# My sweet Randy has to have surgery on Friday :(



## mylissyk (Feb 25, 2007)

I'm sure he will come through just fine, you might ask your vet if he has the lighter anethesia that is available now, or if it would be recommended in this case.

At 8 yrs old it is a very good idea to have pre-op bloodwork done, and since you are doing it any way, it would be a good idea to also have the senior panel of tests done too.

Take a deep breath and try not to worry too much this week, your boy may pick up on your worry and get worried too.


----------



## Dallas Gold (Dec 22, 2007)

I'll keep your Randy in my thoughts and prayers this week and hope for good news.
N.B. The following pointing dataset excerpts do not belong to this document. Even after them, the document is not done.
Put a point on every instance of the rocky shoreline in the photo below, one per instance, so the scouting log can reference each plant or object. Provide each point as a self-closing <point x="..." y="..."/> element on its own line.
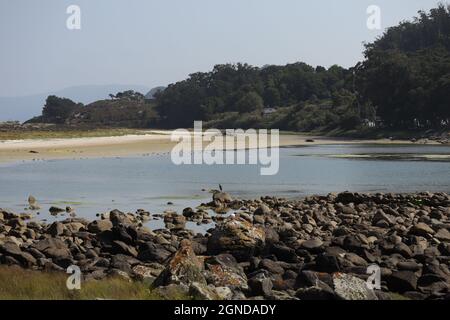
<point x="317" y="248"/>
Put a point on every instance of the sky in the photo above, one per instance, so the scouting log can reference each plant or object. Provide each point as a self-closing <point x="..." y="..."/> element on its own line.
<point x="157" y="42"/>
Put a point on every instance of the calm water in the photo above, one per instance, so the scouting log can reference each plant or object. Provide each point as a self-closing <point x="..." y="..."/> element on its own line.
<point x="98" y="185"/>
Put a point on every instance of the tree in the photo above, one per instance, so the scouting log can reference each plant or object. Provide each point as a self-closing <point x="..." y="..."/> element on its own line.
<point x="249" y="102"/>
<point x="57" y="110"/>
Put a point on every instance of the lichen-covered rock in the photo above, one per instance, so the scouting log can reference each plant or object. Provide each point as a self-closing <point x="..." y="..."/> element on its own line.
<point x="184" y="268"/>
<point x="348" y="287"/>
<point x="223" y="271"/>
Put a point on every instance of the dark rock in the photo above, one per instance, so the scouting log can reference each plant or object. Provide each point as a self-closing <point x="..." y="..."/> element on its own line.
<point x="402" y="281"/>
<point x="99" y="226"/>
<point x="271" y="266"/>
<point x="260" y="285"/>
<point x="152" y="252"/>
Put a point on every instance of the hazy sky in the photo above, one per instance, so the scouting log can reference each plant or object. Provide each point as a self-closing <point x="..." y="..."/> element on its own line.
<point x="156" y="42"/>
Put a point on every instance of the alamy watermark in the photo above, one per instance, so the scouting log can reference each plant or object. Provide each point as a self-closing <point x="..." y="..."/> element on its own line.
<point x="374" y="19"/>
<point x="237" y="146"/>
<point x="73" y="22"/>
<point x="374" y="280"/>
<point x="73" y="282"/>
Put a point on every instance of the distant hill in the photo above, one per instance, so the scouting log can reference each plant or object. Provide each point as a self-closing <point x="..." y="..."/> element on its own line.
<point x="151" y="94"/>
<point x="23" y="108"/>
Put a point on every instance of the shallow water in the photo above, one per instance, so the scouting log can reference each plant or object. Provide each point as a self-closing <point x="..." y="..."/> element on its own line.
<point x="98" y="185"/>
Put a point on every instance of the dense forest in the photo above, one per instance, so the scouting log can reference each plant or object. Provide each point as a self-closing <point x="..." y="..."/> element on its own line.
<point x="403" y="83"/>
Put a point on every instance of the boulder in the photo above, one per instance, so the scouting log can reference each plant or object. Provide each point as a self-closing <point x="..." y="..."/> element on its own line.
<point x="348" y="287"/>
<point x="237" y="236"/>
<point x="53" y="248"/>
<point x="260" y="285"/>
<point x="99" y="226"/>
<point x="421" y="229"/>
<point x="153" y="252"/>
<point x="223" y="271"/>
<point x="56" y="229"/>
<point x="402" y="281"/>
<point x="184" y="268"/>
<point x="122" y="247"/>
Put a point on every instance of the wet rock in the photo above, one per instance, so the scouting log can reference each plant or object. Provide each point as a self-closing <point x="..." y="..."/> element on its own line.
<point x="402" y="281"/>
<point x="55" y="210"/>
<point x="122" y="247"/>
<point x="271" y="266"/>
<point x="53" y="248"/>
<point x="117" y="217"/>
<point x="421" y="229"/>
<point x="153" y="252"/>
<point x="99" y="226"/>
<point x="260" y="285"/>
<point x="312" y="245"/>
<point x="56" y="229"/>
<point x="443" y="235"/>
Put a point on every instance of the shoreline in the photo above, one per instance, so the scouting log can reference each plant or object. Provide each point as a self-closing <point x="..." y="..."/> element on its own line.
<point x="154" y="142"/>
<point x="317" y="248"/>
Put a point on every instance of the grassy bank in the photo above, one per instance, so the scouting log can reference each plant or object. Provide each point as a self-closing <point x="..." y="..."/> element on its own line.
<point x="20" y="284"/>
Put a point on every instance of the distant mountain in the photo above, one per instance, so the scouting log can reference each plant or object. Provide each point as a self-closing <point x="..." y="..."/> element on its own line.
<point x="23" y="108"/>
<point x="151" y="94"/>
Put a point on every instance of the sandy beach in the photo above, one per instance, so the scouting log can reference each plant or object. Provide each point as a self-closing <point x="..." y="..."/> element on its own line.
<point x="153" y="142"/>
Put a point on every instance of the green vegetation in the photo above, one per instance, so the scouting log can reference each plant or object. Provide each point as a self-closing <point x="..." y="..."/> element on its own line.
<point x="20" y="284"/>
<point x="402" y="85"/>
<point x="406" y="73"/>
<point x="126" y="109"/>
As far as the pre-op bloodwork, I also think you should do this before sedating him. This is required by our Toby's veterinarian before any sedation/surgery. 

It's good that Randy has not had any issues with sedation the last two times. Hopefully he will continue to tolerate anesthesia. He needs the surgery and he will feel much better with the lump and abcess removed and his teeth cleaned.


----------



## coppers-mom (Jan 9, 2009)

I always have a pre-op blood panel done. I don't know if it is optional or my vet just knows I would say of course do it! It is a good precaution in my opinion. Since Randy has tolerated it well 2X he should be fine, but a little precaution is not a bad thing (and not too expensive either).
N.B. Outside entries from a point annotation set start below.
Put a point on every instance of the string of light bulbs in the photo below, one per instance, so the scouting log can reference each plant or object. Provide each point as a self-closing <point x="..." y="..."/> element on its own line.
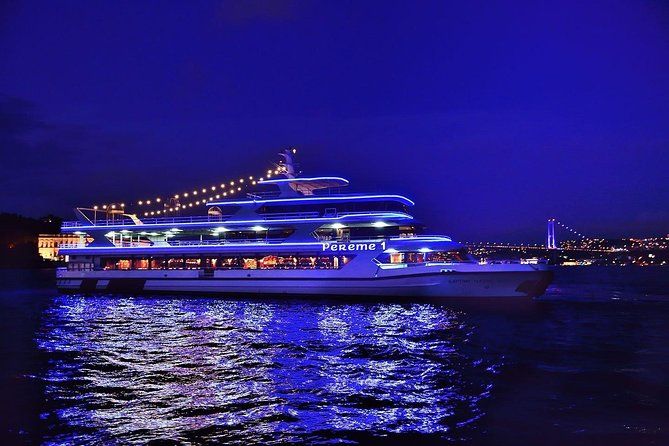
<point x="194" y="198"/>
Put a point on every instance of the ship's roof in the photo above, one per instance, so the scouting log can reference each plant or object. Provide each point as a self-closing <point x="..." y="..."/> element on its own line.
<point x="307" y="186"/>
<point x="317" y="199"/>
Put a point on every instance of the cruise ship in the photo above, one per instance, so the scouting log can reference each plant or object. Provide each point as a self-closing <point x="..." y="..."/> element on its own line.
<point x="290" y="236"/>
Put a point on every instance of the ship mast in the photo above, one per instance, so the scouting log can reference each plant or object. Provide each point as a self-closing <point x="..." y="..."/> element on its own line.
<point x="287" y="166"/>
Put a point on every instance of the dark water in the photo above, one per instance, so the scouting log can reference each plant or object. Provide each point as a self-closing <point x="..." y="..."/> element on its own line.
<point x="587" y="364"/>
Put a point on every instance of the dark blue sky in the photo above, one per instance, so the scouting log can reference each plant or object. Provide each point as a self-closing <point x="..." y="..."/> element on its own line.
<point x="492" y="116"/>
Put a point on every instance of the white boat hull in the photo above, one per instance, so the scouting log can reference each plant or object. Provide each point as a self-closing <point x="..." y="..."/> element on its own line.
<point x="421" y="284"/>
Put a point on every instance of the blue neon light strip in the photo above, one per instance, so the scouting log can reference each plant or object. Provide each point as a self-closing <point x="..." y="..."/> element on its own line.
<point x="210" y="247"/>
<point x="387" y="215"/>
<point x="293" y="180"/>
<point x="405" y="200"/>
<point x="428" y="238"/>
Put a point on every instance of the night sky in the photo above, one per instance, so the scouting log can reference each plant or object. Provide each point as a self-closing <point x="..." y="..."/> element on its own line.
<point x="492" y="116"/>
I understand your fear and I know this week will be tough. Try to not let it overpower you and just spend time enjoying Randy. Hopefully the growth is benign and no problem at all. I'll keep you both in my thoughts and prayers.


----------



## k9mom (Apr 23, 2009)

Welcome to the forum. Our vet also insist on a pre-op blood panel done. A senior wellness exam is a good idea. This is how we found out our golden girl had high blood pressure which led to the kidney problem. By having the senior wewllness done we were able to get the kidney problem under control without any damage to her kidneys.


----------



## Rainheart (Nov 28, 2010)

I'd definitely do bloodwork. My vet requires bloodwork for ages 8 and over for surgery, so I'd get it done. 

I'll keep your pup in my thoughts. I'm sure he'll be fine, but just be sure to get that bloodwork out of the way before he goes under.


----------



## Maggies mom (Jan 6, 2006)

I agree with everyone about getting the blood work done first... Keeping you and Randy in my prayers.


----------



## Florabora22 (Nov 30, 2008)

Aw I'm sorry! The pictures in your signature are SOOOO cute. I hope everything comes out normal. I guarantee you your baby will be back to his happy self very soon after his surgery. Goldens jump back so quickly.


----------



## C's Mom (Dec 7, 2009)

Sending healing thoughts to your beautiful boy and fingers crossed that tests reveal it is nothing to worry about.


----------



## Randysmama (Feb 4, 2011)

Thanks so much everyone. I called the vet's office this morning and asked about the bloodwork. They said that they usually do bloodwork on elderly dogs who they think will have problems, but she said he can certainly have it done if I want. The vet himself should be calling me back hopefully sometime today. I don't recall him ever having bloodwork done at that office, but I could be wrong. I am just concerned that if it's so important, why didn't he mention it? This is an AHAA accredited vet hospital. Ugh, I hate having all these extra worries on top of everything else. :uhoh:

I asked my mom about it (she's an RN) and she doesn't recall any of our other goldens having pre-op bloodwork done before surgery, and we've lived in two states - California and Florida. 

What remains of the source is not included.